かろうじて手に引っかかっていたスプーンが、独特の金属音を立てて床に落ちた。
「どうしたの?大丈夫?」
不信に思って声をかけたけれど、様子はますます怪しくなって、カインの手が小刻みにぷるぷる震えているのを視界にとらえる。
(まさかこの食事!もしかして毒でも盛られた!?)
モンスター溢れる外やダンジョンでもない建物の中で、味方(に分類されるはず)から毒を盛られたのだろうかと、先ほどまで自分が食べていた食事を見下ろす。半分は食べていない。それにこの『シエル』なら攻撃だけでなく毒やしびれなどの状態異常デバフの耐性も高いはずだ。
チートキャラの自分は普通の毒では、そう簡単に毒が効くことはないだろう。けれど、他はそうじゃない。
ガタンと座っていた椅子を倒し、尋常ではないカインが立ち上がりシエルの方へ、一歩、また一歩と近づいてきた。
(襲われても負ける気はしないけど、怖いっ!!)
生理的な恐怖で一歩後ずさった瞬間、隣に座っていたヴィルフリートに腕をつかまれ引き寄せられた。
「シエルッ!」
「お、俺……、シエ、ルさんの!ことっ……!?」
――バコンッ!!
「がっ!?」
カインの頭を、ユスティアが食事トレーで容赦なく力一杯殴り、一撃で気絶させてしまう。バタンと倒れたカインにシエルたちだけでなく集まっていた鉱山士たちの視線も集まった。シエルに視線が集まっていたときとは別の意味で、食堂内が静まり返っている。
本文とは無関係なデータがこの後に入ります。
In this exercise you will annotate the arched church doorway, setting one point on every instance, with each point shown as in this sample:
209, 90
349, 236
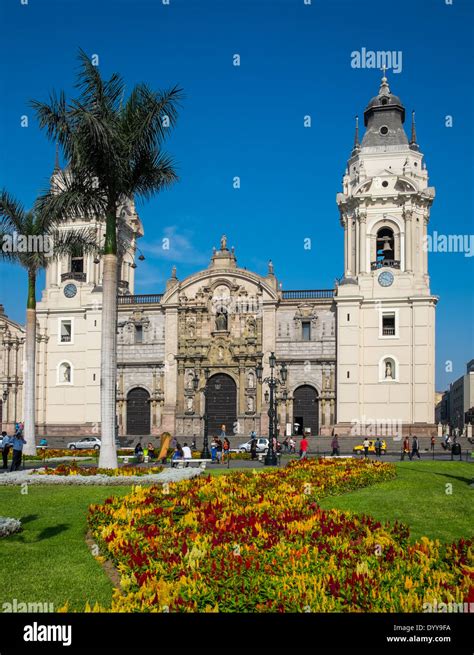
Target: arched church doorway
305, 410
221, 404
138, 411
(今の音……、絶対痛い奴だ……。ユスティアさんだけは怒らせないようにしよう……。味方なのに容赦ゼロだ……)
咄嗟にかばってくれたヴィルフリートの背中から見えた光景に、殴られていないこちらまで痛い気がしてきて、ついヴィルフリーの背中に張り付く。
「もう大丈夫です。シエルさん」
ふぅ、と息を吐きながら微笑まれても、その手に持ったままのトレーと、足元に倒れて意識を失っているカインがいては、とても安心はできなかった。
「魅了のデバフにかかっているようです。でも部屋に転がしておけば、明日の朝はケロッとしてますよ」
「魅了?こんな場所でか?」
鉱山の建物の中で誰がカインに魅了のデバフをかけたのかと訝しむヴィルフリートに、苦笑したユスティアがチラリと視線を向けたのはシエルだ。
その視線の意図に、あっ、と声を漏らしヴィルフリートも背中のシエルに振り向く。
「……、まさか!?」
「私は普段から状態異常に対しレジスト装飾具を付けてます。ここに着くまでずっとフードを被っていたからこそ、問題なかったのかもしれません。ここに着いてから装飾具がずっとレジスト反応をしているのでもしかすると……」
「えっ!?2人とも何話してるの!?教えてよ!」
苦笑するユスティアと、眉間を抑え苦悩しはじめたヴィルフリートの話についていけず、2人を交互にみやる。
「原因は理解できた…。ともかくカインを部屋に運ぼう。シエルは俺から離れるなよ。説明はそのあとだ」
呆れ口調だけれど、有無を言わせないヴィルフリートに、シエルは頷き従う。
一体何が起こったのかさっぱりわからない。けれどいつまた魅了にかかった者に襲われるのか怖くて、ヴィルフリートの服端をつまんでぴったり後をついていく。